一袭小袖圆领直襟团窠花锦袍,袍长过膝,袖口领缘都缀着精美的鸟纹花边,头上束着椎髻,胸前挂着宝石念珠,此时,坐在临时设置的大帐中,噶尔钦陵哪里还有半点当日西归时的狼狈。就在昨日,他和三弟赞婆领兵长驱直入,大破吐谷浑王帐兵马,可以说,吐谷浑全境几乎都已经是吐蕃的囊中之物了。

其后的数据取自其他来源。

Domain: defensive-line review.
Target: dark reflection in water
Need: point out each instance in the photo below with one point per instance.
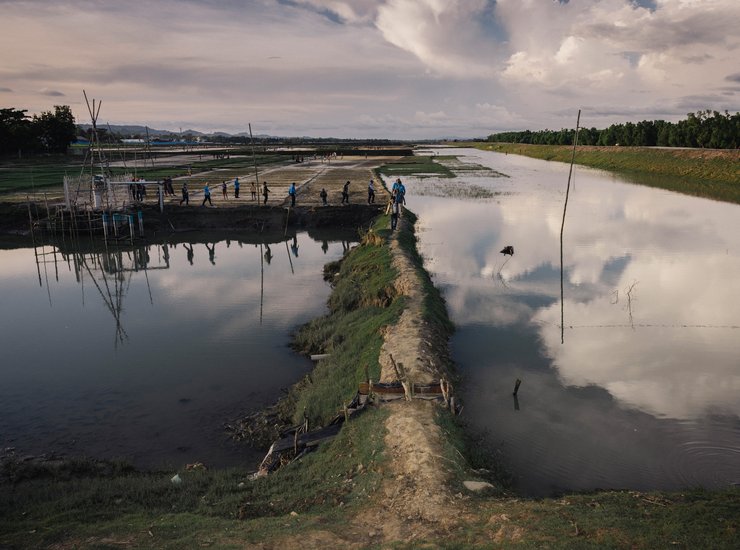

虽然吐谷浑唾手可得,但钦陵的心里没有任何一点高兴。吐蕃在他父亲噶尔东赞的治理下,固然是欣欣向荣,兵力国力都有很大的提高,但是,东边的大唐又岂是容易相与的?之所以趁着这时候攻打吐谷浑,就是要抓紧时间差,让大唐没有出兵的空隙,谁知道……
“二哥!”
他循声望去,见三弟赞婆掀开帘子进来,面上便露出了一丝笑容:“我这次归来得狼狈,若不是三弟你接应,只怕真的要栽在半路上了。你又是领兵打仗,又要给我回来找借口,实在是辛苦了!”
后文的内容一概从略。